Ô toi venu en conquérant

Vois ce que j’accompli en ton nom,

Vois comment j’use de ton don. 

Milostivar recula d’un pas, ne faisant même pas attention au coup d’Elio qui manqua sa cible. Le trident fila comme le vent sans s’arrêter.

— Elio attention ! hurla Jambar.

Le jeune homme ramena prestement son bras et pivota assez vite pour arrêter le trident entre la lame et la garde de son épée. Un duel s’engagea entre le chevalier et l’arme animée. Elio esquiva de peu un violent coup de manche dans la tempe, un nouvel assaut visa directement ses yeux et encore une fois, la lame argenté s’interposa. À chaque échange, le chevalier grognait sous le choc, le poids de son armure et de la fatigue pesait sur ses épaules.

Dirigeant juste, peuple docile

Voilà le prix de cette paix fragile.

Sous mon règne, elle s’épanouira.

Des cendres d’un empire, la gloire refleurira.

Jambar intervint, agrippant le manche du trident à la volée. Malheureusement pour lui, il ne réussit qu’à légèrement le ralentir et finit entraîné dans les airs par l’arme. L’employeur s’agrippa de toutes ses forces pour ne pas tomber. Le trident s’agitait en tous sens et fonçait sur les sculptures du plafond.

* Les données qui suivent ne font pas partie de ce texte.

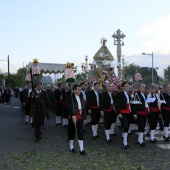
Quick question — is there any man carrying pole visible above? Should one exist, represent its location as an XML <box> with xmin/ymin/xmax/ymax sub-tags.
<box><xmin>67</xmin><ymin>84</ymin><xmax>86</xmax><ymax>155</ymax></box>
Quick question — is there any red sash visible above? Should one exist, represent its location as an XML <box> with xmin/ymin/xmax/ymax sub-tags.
<box><xmin>103</xmin><ymin>104</ymin><xmax>114</xmax><ymax>112</ymax></box>
<box><xmin>120</xmin><ymin>104</ymin><xmax>131</xmax><ymax>114</ymax></box>
<box><xmin>55</xmin><ymin>100</ymin><xmax>63</xmax><ymax>105</ymax></box>
<box><xmin>91</xmin><ymin>106</ymin><xmax>99</xmax><ymax>109</ymax></box>
<box><xmin>150</xmin><ymin>106</ymin><xmax>159</xmax><ymax>113</ymax></box>
<box><xmin>84</xmin><ymin>100</ymin><xmax>87</xmax><ymax>106</ymax></box>
<box><xmin>162</xmin><ymin>107</ymin><xmax>170</xmax><ymax>110</ymax></box>
<box><xmin>137</xmin><ymin>108</ymin><xmax>148</xmax><ymax>115</ymax></box>
<box><xmin>63</xmin><ymin>102</ymin><xmax>66</xmax><ymax>106</ymax></box>
<box><xmin>68</xmin><ymin>109</ymin><xmax>83</xmax><ymax>119</ymax></box>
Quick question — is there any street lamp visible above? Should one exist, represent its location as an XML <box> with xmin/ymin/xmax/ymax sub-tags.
<box><xmin>142</xmin><ymin>52</ymin><xmax>153</xmax><ymax>84</ymax></box>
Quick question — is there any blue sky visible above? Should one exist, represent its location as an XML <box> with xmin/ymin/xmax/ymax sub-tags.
<box><xmin>0</xmin><ymin>0</ymin><xmax>170</xmax><ymax>75</ymax></box>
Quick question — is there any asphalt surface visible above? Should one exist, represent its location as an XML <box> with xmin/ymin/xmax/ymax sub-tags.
<box><xmin>0</xmin><ymin>98</ymin><xmax>170</xmax><ymax>170</ymax></box>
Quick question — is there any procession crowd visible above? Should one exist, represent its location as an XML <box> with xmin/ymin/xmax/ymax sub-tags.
<box><xmin>5</xmin><ymin>82</ymin><xmax>170</xmax><ymax>155</ymax></box>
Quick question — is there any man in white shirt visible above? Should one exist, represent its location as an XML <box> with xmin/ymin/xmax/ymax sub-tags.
<box><xmin>67</xmin><ymin>84</ymin><xmax>86</xmax><ymax>155</ymax></box>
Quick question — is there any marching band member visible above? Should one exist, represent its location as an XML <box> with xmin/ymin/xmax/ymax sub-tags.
<box><xmin>23</xmin><ymin>83</ymin><xmax>32</xmax><ymax>124</ymax></box>
<box><xmin>160</xmin><ymin>84</ymin><xmax>170</xmax><ymax>141</ymax></box>
<box><xmin>67</xmin><ymin>84</ymin><xmax>86</xmax><ymax>155</ymax></box>
<box><xmin>54</xmin><ymin>83</ymin><xmax>63</xmax><ymax>126</ymax></box>
<box><xmin>134</xmin><ymin>84</ymin><xmax>148</xmax><ymax>146</ymax></box>
<box><xmin>29</xmin><ymin>83</ymin><xmax>49</xmax><ymax>142</ymax></box>
<box><xmin>115</xmin><ymin>82</ymin><xmax>132</xmax><ymax>149</ymax></box>
<box><xmin>61</xmin><ymin>85</ymin><xmax>68</xmax><ymax>127</ymax></box>
<box><xmin>80</xmin><ymin>83</ymin><xmax>88</xmax><ymax>133</ymax></box>
<box><xmin>87</xmin><ymin>83</ymin><xmax>101</xmax><ymax>140</ymax></box>
<box><xmin>147</xmin><ymin>84</ymin><xmax>160</xmax><ymax>143</ymax></box>
<box><xmin>101</xmin><ymin>83</ymin><xmax>117</xmax><ymax>143</ymax></box>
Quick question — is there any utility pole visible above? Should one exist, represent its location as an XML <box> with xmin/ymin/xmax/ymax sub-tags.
<box><xmin>8</xmin><ymin>55</ymin><xmax>9</xmax><ymax>77</ymax></box>
<box><xmin>112</xmin><ymin>29</ymin><xmax>126</xmax><ymax>78</ymax></box>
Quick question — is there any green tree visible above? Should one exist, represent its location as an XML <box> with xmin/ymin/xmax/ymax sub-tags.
<box><xmin>164</xmin><ymin>66</ymin><xmax>170</xmax><ymax>82</ymax></box>
<box><xmin>124</xmin><ymin>63</ymin><xmax>158</xmax><ymax>84</ymax></box>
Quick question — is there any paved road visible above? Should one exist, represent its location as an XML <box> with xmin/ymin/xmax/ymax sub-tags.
<box><xmin>0</xmin><ymin>98</ymin><xmax>170</xmax><ymax>170</ymax></box>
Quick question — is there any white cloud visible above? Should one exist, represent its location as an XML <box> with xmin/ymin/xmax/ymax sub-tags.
<box><xmin>138</xmin><ymin>15</ymin><xmax>170</xmax><ymax>54</ymax></box>
<box><xmin>123</xmin><ymin>15</ymin><xmax>170</xmax><ymax>76</ymax></box>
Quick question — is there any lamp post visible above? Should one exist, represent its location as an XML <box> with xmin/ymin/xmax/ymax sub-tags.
<box><xmin>142</xmin><ymin>52</ymin><xmax>153</xmax><ymax>84</ymax></box>
<box><xmin>112</xmin><ymin>29</ymin><xmax>126</xmax><ymax>78</ymax></box>
<box><xmin>81</xmin><ymin>56</ymin><xmax>89</xmax><ymax>80</ymax></box>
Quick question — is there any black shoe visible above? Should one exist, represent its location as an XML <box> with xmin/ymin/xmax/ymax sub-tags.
<box><xmin>123</xmin><ymin>145</ymin><xmax>130</xmax><ymax>149</ymax></box>
<box><xmin>146</xmin><ymin>133</ymin><xmax>150</xmax><ymax>136</ymax></box>
<box><xmin>137</xmin><ymin>142</ymin><xmax>145</xmax><ymax>146</ymax></box>
<box><xmin>110</xmin><ymin>133</ymin><xmax>118</xmax><ymax>136</ymax></box>
<box><xmin>128</xmin><ymin>132</ymin><xmax>134</xmax><ymax>135</ymax></box>
<box><xmin>150</xmin><ymin>138</ymin><xmax>158</xmax><ymax>143</ymax></box>
<box><xmin>93</xmin><ymin>136</ymin><xmax>97</xmax><ymax>140</ymax></box>
<box><xmin>70</xmin><ymin>148</ymin><xmax>76</xmax><ymax>153</ymax></box>
<box><xmin>34</xmin><ymin>139</ymin><xmax>40</xmax><ymax>143</ymax></box>
<box><xmin>106</xmin><ymin>139</ymin><xmax>112</xmax><ymax>143</ymax></box>
<box><xmin>83</xmin><ymin>129</ymin><xmax>87</xmax><ymax>133</ymax></box>
<box><xmin>163</xmin><ymin>136</ymin><xmax>169</xmax><ymax>142</ymax></box>
<box><xmin>38</xmin><ymin>136</ymin><xmax>42</xmax><ymax>140</ymax></box>
<box><xmin>80</xmin><ymin>150</ymin><xmax>86</xmax><ymax>155</ymax></box>
<box><xmin>159</xmin><ymin>127</ymin><xmax>164</xmax><ymax>131</ymax></box>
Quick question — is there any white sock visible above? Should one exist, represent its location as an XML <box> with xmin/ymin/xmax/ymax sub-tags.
<box><xmin>95</xmin><ymin>124</ymin><xmax>98</xmax><ymax>136</ymax></box>
<box><xmin>164</xmin><ymin>127</ymin><xmax>168</xmax><ymax>138</ymax></box>
<box><xmin>87</xmin><ymin>115</ymin><xmax>90</xmax><ymax>123</ymax></box>
<box><xmin>30</xmin><ymin>116</ymin><xmax>33</xmax><ymax>123</ymax></box>
<box><xmin>100</xmin><ymin>116</ymin><xmax>104</xmax><ymax>123</ymax></box>
<box><xmin>91</xmin><ymin>125</ymin><xmax>96</xmax><ymax>136</ymax></box>
<box><xmin>78</xmin><ymin>140</ymin><xmax>84</xmax><ymax>152</ymax></box>
<box><xmin>122</xmin><ymin>132</ymin><xmax>124</xmax><ymax>138</ymax></box>
<box><xmin>58</xmin><ymin>116</ymin><xmax>61</xmax><ymax>123</ymax></box>
<box><xmin>150</xmin><ymin>130</ymin><xmax>155</xmax><ymax>141</ymax></box>
<box><xmin>138</xmin><ymin>132</ymin><xmax>143</xmax><ymax>143</ymax></box>
<box><xmin>128</xmin><ymin>123</ymin><xmax>132</xmax><ymax>133</ymax></box>
<box><xmin>25</xmin><ymin>115</ymin><xmax>29</xmax><ymax>122</ymax></box>
<box><xmin>55</xmin><ymin>116</ymin><xmax>58</xmax><ymax>124</ymax></box>
<box><xmin>66</xmin><ymin>119</ymin><xmax>68</xmax><ymax>125</ymax></box>
<box><xmin>63</xmin><ymin>118</ymin><xmax>66</xmax><ymax>126</ymax></box>
<box><xmin>110</xmin><ymin>123</ymin><xmax>115</xmax><ymax>134</ymax></box>
<box><xmin>70</xmin><ymin>140</ymin><xmax>74</xmax><ymax>150</ymax></box>
<box><xmin>123</xmin><ymin>132</ymin><xmax>128</xmax><ymax>146</ymax></box>
<box><xmin>105</xmin><ymin>130</ymin><xmax>110</xmax><ymax>141</ymax></box>
<box><xmin>147</xmin><ymin>123</ymin><xmax>150</xmax><ymax>133</ymax></box>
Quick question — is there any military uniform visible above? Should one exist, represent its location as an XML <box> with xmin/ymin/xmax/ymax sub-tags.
<box><xmin>29</xmin><ymin>90</ymin><xmax>49</xmax><ymax>142</ymax></box>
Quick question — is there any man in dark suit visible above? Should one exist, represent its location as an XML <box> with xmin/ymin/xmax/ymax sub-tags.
<box><xmin>29</xmin><ymin>83</ymin><xmax>49</xmax><ymax>142</ymax></box>
<box><xmin>67</xmin><ymin>84</ymin><xmax>86</xmax><ymax>155</ymax></box>
<box><xmin>133</xmin><ymin>83</ymin><xmax>149</xmax><ymax>146</ymax></box>
<box><xmin>87</xmin><ymin>83</ymin><xmax>101</xmax><ymax>140</ymax></box>
<box><xmin>101</xmin><ymin>83</ymin><xmax>117</xmax><ymax>143</ymax></box>
<box><xmin>80</xmin><ymin>83</ymin><xmax>91</xmax><ymax>133</ymax></box>
<box><xmin>147</xmin><ymin>84</ymin><xmax>161</xmax><ymax>143</ymax></box>
<box><xmin>54</xmin><ymin>83</ymin><xmax>63</xmax><ymax>126</ymax></box>
<box><xmin>160</xmin><ymin>83</ymin><xmax>170</xmax><ymax>141</ymax></box>
<box><xmin>61</xmin><ymin>84</ymin><xmax>68</xmax><ymax>127</ymax></box>
<box><xmin>22</xmin><ymin>83</ymin><xmax>32</xmax><ymax>124</ymax></box>
<box><xmin>115</xmin><ymin>82</ymin><xmax>132</xmax><ymax>149</ymax></box>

— Si tu tombes essaie d’atterrir sur lui ! C’est assez efficace, lui cria Anton.

Pendant ce temps, en dessous, Elio dirigeait de nouveau ses assauts sur le prince. Le jeune homme enchaînait ses attaques de plus en plus vite pour mettre son adversaire sous pression, le voir esquiver en permanence commençait à l’agacer.

Plus loin, Sol et Orm contenaient les statues tant bien que mal, le colosse en avait déjà fracassé plusieurs dizaine et se servait maintenant d’une jambe en pierre comme massue improvisée.

— Il incante un sort ! Ne le laissez pas finir ! lança l’érudit.

« Facile à dire, j’aimerais bien l’y voire… » pensa le chevalier presque à bout de souffle.

Jambar, toujours juché sur le trident en folie, vit un bas-relief s’approcher à toute vitesse dans son dos. Il prépara son saut et se laissa tomber sur la tête d’une sculpture en contrebas. Il s’agrippa ensuite au cou de la statue et pria pour qu’elle ne se mette pas à bouger. Fort heureusement, celle-ci resta de marbre. Rassuré que le trident ne l’ai pas pris pour cible, il ne lui restait plus qu’à trouver un moyen de descendre…

Elio ferraillait toujours. La sueur commençait à inonder son front mais, en dépit de son bras de plus en plus engourdi, ses attaques ne faiblissaient pas. Il sembla même au chevalier que son adversaire avait de plus en plus de mal à l’esquiver. Il concentra de nouveau l’assaut en direction de la tête de Milostivar, guettant une erreur dans la danse inhumaine du prince. Cette tactique porta ses fruits, le chevalier profita d’un mouvement un peu trop confiant pour dévier sa lame qui fila droit sur la gorge de son ennemi. Un sourire s’esquissa au coin de la bouche d’Elio. Cependant, son instinct lui hurla que quelque chose ne tournait pas rond. Ses craintes se confirmèrent quand, pendant une fraction de seconde, le regard hautain du prince croisa le sien. Ces yeux débordaient de mépris, d’arrogance… et de triomphe.

Serfs sans volonté.

Courtisans subjugués.

Libérés de leur prison charnelle

Ont trouvé dans la pierre, la beauté éternelle.  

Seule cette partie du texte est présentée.